Cabal Release Candidate
simonmar at microsoft.com
Fri Jul 15 05:06:37 EDT 2005
On 15 July 2005 08:16, Isaac Jones wrote:
> We basically have three dimensions of a single package to consider:
> - hidden vs. exposed
> - user vs. global vs. -package-conf
> - versions
> I propose that -package-conf packages have priority over user packages
> which have priority over global packages (are all three considered at
> the same time?)
> What do we do if multiple "dimensions" of the same package are
> exposed? Right now, ghc just quits, right? I propose:
> Pick the Exposed -package-conf package with greatest version number
> if none, the exposed user package with greatest version number
> if none, the exposed system package with the greatest version
Hmm, I had in mind something simpler, but slightly different:
(a) Pick the exposed package with the greatest version number,
from all the packages that we know about (-package-conf, user,
(b) If multiple packages have the same name *and* version, we take
the first one in the order -package-conf, user, global.

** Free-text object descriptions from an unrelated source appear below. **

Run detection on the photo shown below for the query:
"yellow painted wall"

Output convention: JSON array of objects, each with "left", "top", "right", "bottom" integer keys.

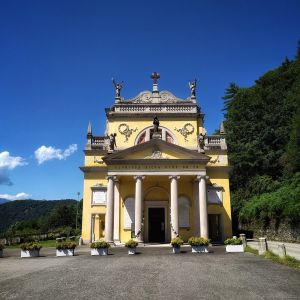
[
  {"left": 81, "top": 107, "right": 232, "bottom": 244},
  {"left": 81, "top": 172, "right": 107, "bottom": 243},
  {"left": 108, "top": 119, "right": 201, "bottom": 148},
  {"left": 207, "top": 169, "right": 232, "bottom": 239}
]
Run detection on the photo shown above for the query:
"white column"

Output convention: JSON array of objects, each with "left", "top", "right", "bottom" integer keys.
[
  {"left": 193, "top": 180, "right": 200, "bottom": 236},
  {"left": 198, "top": 175, "right": 208, "bottom": 238},
  {"left": 169, "top": 176, "right": 180, "bottom": 238},
  {"left": 134, "top": 176, "right": 144, "bottom": 243},
  {"left": 105, "top": 176, "right": 114, "bottom": 243},
  {"left": 113, "top": 178, "right": 120, "bottom": 243}
]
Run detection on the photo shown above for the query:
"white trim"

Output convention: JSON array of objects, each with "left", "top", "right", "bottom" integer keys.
[
  {"left": 91, "top": 186, "right": 107, "bottom": 206},
  {"left": 145, "top": 201, "right": 169, "bottom": 242},
  {"left": 134, "top": 125, "right": 178, "bottom": 145}
]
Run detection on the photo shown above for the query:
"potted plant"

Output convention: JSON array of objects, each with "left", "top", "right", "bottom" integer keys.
[
  {"left": 56, "top": 241, "right": 77, "bottom": 256},
  {"left": 20, "top": 242, "right": 42, "bottom": 258},
  {"left": 171, "top": 237, "right": 184, "bottom": 254},
  {"left": 224, "top": 237, "right": 244, "bottom": 252},
  {"left": 188, "top": 237, "right": 210, "bottom": 253},
  {"left": 0, "top": 244, "right": 4, "bottom": 258},
  {"left": 125, "top": 239, "right": 138, "bottom": 255},
  {"left": 90, "top": 240, "right": 110, "bottom": 256}
]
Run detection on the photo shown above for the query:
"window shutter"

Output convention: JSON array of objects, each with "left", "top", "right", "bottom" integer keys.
[{"left": 124, "top": 198, "right": 135, "bottom": 229}]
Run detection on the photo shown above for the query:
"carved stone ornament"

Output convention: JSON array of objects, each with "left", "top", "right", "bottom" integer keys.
[
  {"left": 128, "top": 90, "right": 185, "bottom": 104},
  {"left": 118, "top": 123, "right": 138, "bottom": 142},
  {"left": 144, "top": 150, "right": 168, "bottom": 159},
  {"left": 94, "top": 157, "right": 105, "bottom": 165},
  {"left": 209, "top": 155, "right": 220, "bottom": 164},
  {"left": 174, "top": 123, "right": 195, "bottom": 141}
]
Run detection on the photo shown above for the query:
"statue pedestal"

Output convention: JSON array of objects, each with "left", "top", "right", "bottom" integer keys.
[{"left": 152, "top": 133, "right": 161, "bottom": 140}]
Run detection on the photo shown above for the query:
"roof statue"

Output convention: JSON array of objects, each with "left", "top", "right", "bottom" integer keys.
[
  {"left": 112, "top": 78, "right": 123, "bottom": 103},
  {"left": 189, "top": 79, "right": 197, "bottom": 98}
]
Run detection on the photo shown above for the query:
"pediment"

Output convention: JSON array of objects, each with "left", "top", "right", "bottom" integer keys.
[
  {"left": 102, "top": 139, "right": 210, "bottom": 164},
  {"left": 124, "top": 90, "right": 192, "bottom": 104}
]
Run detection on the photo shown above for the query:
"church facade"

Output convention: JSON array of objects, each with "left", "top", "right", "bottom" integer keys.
[{"left": 80, "top": 73, "right": 232, "bottom": 244}]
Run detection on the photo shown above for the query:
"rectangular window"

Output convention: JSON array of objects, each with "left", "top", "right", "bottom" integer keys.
[
  {"left": 124, "top": 198, "right": 135, "bottom": 229},
  {"left": 91, "top": 188, "right": 107, "bottom": 205},
  {"left": 207, "top": 189, "right": 222, "bottom": 205}
]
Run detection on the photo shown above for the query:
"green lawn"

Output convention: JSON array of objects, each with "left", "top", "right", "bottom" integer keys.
[{"left": 245, "top": 245, "right": 300, "bottom": 269}]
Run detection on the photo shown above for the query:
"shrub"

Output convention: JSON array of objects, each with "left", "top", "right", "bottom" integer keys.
[
  {"left": 90, "top": 240, "right": 110, "bottom": 249},
  {"left": 125, "top": 239, "right": 138, "bottom": 248},
  {"left": 171, "top": 237, "right": 184, "bottom": 247},
  {"left": 20, "top": 242, "right": 42, "bottom": 251},
  {"left": 0, "top": 244, "right": 4, "bottom": 250},
  {"left": 188, "top": 237, "right": 210, "bottom": 246},
  {"left": 224, "top": 237, "right": 243, "bottom": 245},
  {"left": 56, "top": 241, "right": 77, "bottom": 250}
]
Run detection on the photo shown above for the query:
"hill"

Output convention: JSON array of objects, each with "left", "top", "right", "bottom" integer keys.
[
  {"left": 0, "top": 198, "right": 10, "bottom": 205},
  {"left": 0, "top": 199, "right": 77, "bottom": 233}
]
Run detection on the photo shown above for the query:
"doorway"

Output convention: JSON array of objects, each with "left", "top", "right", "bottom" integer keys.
[
  {"left": 148, "top": 208, "right": 165, "bottom": 242},
  {"left": 208, "top": 214, "right": 222, "bottom": 243}
]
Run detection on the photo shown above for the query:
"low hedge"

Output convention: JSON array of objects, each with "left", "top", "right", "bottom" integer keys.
[
  {"left": 188, "top": 237, "right": 210, "bottom": 246},
  {"left": 90, "top": 240, "right": 110, "bottom": 249},
  {"left": 20, "top": 242, "right": 42, "bottom": 251},
  {"left": 125, "top": 239, "right": 138, "bottom": 248},
  {"left": 56, "top": 241, "right": 77, "bottom": 250},
  {"left": 224, "top": 237, "right": 243, "bottom": 245}
]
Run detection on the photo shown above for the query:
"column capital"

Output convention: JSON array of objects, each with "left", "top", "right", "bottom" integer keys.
[
  {"left": 107, "top": 175, "right": 118, "bottom": 181},
  {"left": 95, "top": 214, "right": 100, "bottom": 219},
  {"left": 134, "top": 175, "right": 145, "bottom": 180},
  {"left": 195, "top": 175, "right": 209, "bottom": 181},
  {"left": 169, "top": 175, "right": 180, "bottom": 180}
]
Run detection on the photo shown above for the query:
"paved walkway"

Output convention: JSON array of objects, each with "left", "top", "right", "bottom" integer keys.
[
  {"left": 247, "top": 240, "right": 300, "bottom": 260},
  {"left": 0, "top": 245, "right": 299, "bottom": 299}
]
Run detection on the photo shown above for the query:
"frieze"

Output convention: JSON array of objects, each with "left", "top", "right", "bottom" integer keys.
[{"left": 109, "top": 164, "right": 203, "bottom": 171}]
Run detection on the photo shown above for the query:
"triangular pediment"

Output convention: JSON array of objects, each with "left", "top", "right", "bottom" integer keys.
[{"left": 102, "top": 139, "right": 210, "bottom": 164}]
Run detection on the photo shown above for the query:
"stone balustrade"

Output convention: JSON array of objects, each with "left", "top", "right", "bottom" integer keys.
[{"left": 113, "top": 104, "right": 198, "bottom": 114}]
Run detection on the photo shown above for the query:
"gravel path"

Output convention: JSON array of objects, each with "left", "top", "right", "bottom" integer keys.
[{"left": 0, "top": 246, "right": 299, "bottom": 300}]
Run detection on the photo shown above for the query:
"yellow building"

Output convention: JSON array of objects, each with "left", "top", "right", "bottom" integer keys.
[{"left": 80, "top": 73, "right": 232, "bottom": 244}]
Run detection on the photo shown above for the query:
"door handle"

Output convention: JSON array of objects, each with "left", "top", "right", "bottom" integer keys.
[{"left": 161, "top": 222, "right": 165, "bottom": 231}]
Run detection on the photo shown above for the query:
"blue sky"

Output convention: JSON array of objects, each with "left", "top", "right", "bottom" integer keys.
[{"left": 0, "top": 0, "right": 299, "bottom": 200}]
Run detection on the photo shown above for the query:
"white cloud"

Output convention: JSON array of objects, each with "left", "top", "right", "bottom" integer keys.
[
  {"left": 0, "top": 151, "right": 27, "bottom": 185},
  {"left": 0, "top": 151, "right": 27, "bottom": 169},
  {"left": 34, "top": 144, "right": 77, "bottom": 165},
  {"left": 0, "top": 192, "right": 31, "bottom": 201}
]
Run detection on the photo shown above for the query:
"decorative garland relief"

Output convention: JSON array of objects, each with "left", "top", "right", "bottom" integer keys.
[
  {"left": 118, "top": 123, "right": 138, "bottom": 142},
  {"left": 174, "top": 123, "right": 195, "bottom": 142}
]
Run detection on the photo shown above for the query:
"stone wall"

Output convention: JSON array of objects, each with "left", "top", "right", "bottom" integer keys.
[{"left": 240, "top": 220, "right": 300, "bottom": 243}]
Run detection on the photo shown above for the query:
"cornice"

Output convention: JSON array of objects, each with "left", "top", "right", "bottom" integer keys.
[{"left": 79, "top": 166, "right": 108, "bottom": 173}]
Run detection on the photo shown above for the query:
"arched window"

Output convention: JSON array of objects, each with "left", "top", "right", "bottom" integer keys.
[
  {"left": 137, "top": 132, "right": 146, "bottom": 144},
  {"left": 135, "top": 126, "right": 177, "bottom": 145},
  {"left": 124, "top": 197, "right": 135, "bottom": 229},
  {"left": 179, "top": 196, "right": 189, "bottom": 228},
  {"left": 166, "top": 132, "right": 174, "bottom": 144}
]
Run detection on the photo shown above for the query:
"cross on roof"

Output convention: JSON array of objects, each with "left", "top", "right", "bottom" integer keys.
[{"left": 151, "top": 72, "right": 160, "bottom": 84}]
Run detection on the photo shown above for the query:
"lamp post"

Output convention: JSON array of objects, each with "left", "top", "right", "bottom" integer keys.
[{"left": 75, "top": 192, "right": 80, "bottom": 230}]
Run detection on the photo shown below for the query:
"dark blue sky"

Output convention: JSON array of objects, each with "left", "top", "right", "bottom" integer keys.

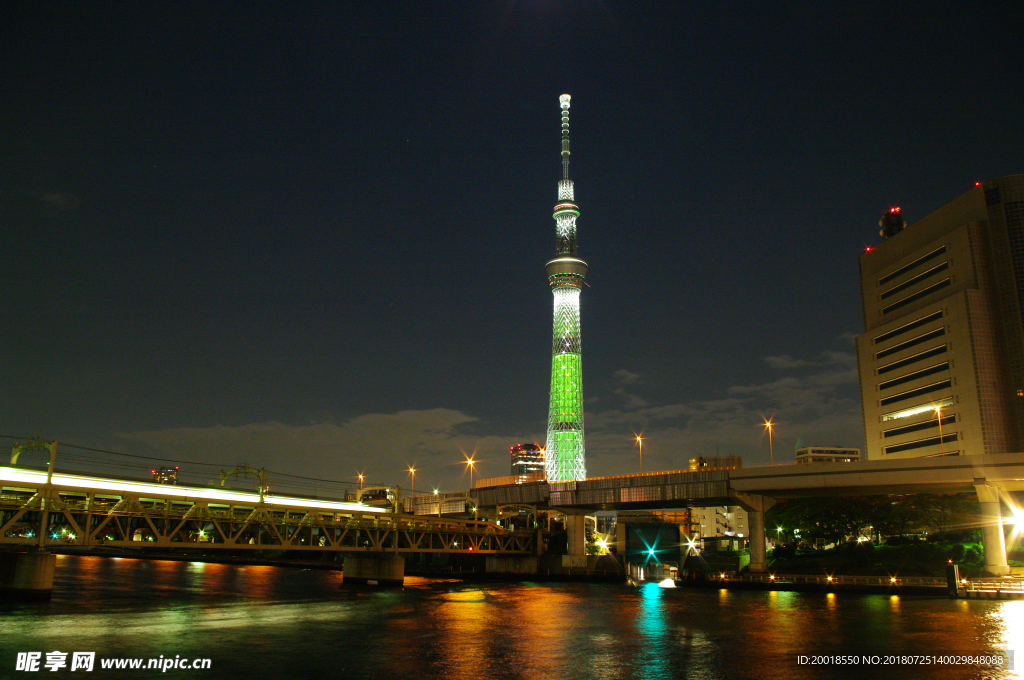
[{"left": 3, "top": 1, "right": 1022, "bottom": 493}]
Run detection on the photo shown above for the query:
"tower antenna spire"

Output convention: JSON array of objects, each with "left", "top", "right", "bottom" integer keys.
[
  {"left": 544, "top": 94, "right": 588, "bottom": 482},
  {"left": 560, "top": 94, "right": 571, "bottom": 181}
]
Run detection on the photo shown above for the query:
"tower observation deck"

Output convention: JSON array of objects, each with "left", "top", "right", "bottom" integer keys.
[{"left": 544, "top": 94, "right": 588, "bottom": 482}]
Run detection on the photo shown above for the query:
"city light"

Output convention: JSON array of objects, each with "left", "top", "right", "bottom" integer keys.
[
  {"left": 0, "top": 466, "right": 387, "bottom": 514},
  {"left": 634, "top": 435, "right": 643, "bottom": 474},
  {"left": 761, "top": 418, "right": 775, "bottom": 464}
]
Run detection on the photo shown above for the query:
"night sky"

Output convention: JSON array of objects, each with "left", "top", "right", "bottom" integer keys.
[{"left": 3, "top": 2, "right": 1022, "bottom": 494}]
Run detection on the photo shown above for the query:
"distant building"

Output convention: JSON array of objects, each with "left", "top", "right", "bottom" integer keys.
[
  {"left": 856, "top": 175, "right": 1024, "bottom": 459},
  {"left": 688, "top": 455, "right": 742, "bottom": 471},
  {"left": 511, "top": 443, "right": 545, "bottom": 480},
  {"left": 795, "top": 447, "right": 861, "bottom": 464},
  {"left": 690, "top": 506, "right": 748, "bottom": 543},
  {"left": 151, "top": 466, "right": 178, "bottom": 484}
]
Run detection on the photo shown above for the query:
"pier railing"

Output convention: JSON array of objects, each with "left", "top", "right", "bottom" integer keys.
[{"left": 740, "top": 574, "right": 948, "bottom": 587}]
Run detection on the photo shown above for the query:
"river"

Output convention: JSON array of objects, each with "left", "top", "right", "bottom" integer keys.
[{"left": 0, "top": 555, "right": 1020, "bottom": 679}]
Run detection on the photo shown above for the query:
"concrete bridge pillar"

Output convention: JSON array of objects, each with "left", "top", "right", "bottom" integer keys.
[
  {"left": 564, "top": 512, "right": 587, "bottom": 557},
  {"left": 975, "top": 483, "right": 1010, "bottom": 576},
  {"left": 731, "top": 492, "right": 775, "bottom": 574},
  {"left": 0, "top": 551, "right": 56, "bottom": 600},
  {"left": 342, "top": 554, "right": 404, "bottom": 586}
]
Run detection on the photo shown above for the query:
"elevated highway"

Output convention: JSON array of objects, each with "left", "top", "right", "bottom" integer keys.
[{"left": 467, "top": 453, "right": 1024, "bottom": 575}]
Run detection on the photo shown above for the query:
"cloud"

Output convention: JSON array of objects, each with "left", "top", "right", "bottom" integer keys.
[
  {"left": 763, "top": 350, "right": 855, "bottom": 370},
  {"left": 613, "top": 369, "right": 641, "bottom": 384},
  {"left": 117, "top": 409, "right": 536, "bottom": 489},
  {"left": 116, "top": 345, "right": 865, "bottom": 490},
  {"left": 581, "top": 347, "right": 862, "bottom": 474}
]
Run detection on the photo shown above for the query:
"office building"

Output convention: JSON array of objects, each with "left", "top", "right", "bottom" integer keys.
[
  {"left": 856, "top": 175, "right": 1024, "bottom": 459},
  {"left": 795, "top": 447, "right": 861, "bottom": 464},
  {"left": 510, "top": 443, "right": 545, "bottom": 480}
]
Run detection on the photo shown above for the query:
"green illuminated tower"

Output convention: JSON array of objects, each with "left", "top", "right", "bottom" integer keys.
[{"left": 544, "top": 94, "right": 588, "bottom": 482}]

This differs from your version when you want to install an *older*
version in your user database. eg.
I'll always get foo-2.0 by default, but you would get foo-1.0.
In both cases you can force foo-1.0 with '-package foo-1.0'.
In both cases you can force the opposite behaviour by copying foo-2.0
into the user package database and exposing/hiding it respectively.
IMO, my version is a bit easier to understand. eg. in my version, both
of these commands result in the same outcome when foo-2.0 is installed
$ ghc-pkg register foo-1.0 --user
$ ghc-pkg register foo-1.0 --global
but in your version they differ.
[ stares out the window for a bit... ]
You might well ask what the point of exposed vs. hidden is, in the light
of these changes. Can't we just pretend all packages are exposed all
the time? Here are some reasons why not:
- -hide-all-packages is useful for forcing complete explicitness
about dependencies. Code that wants to be portable should
always be using this.
- hiding is useful for overriding the defaults, for example if
you want to install a newer version of a package but not make it
the default, or if you need to avoid conflicts in the set of
packages that GHC would otherwise enable by default.
But it's true that in the light of these changes, setting the exposed
flag to False in the package database will be a rare occurrence.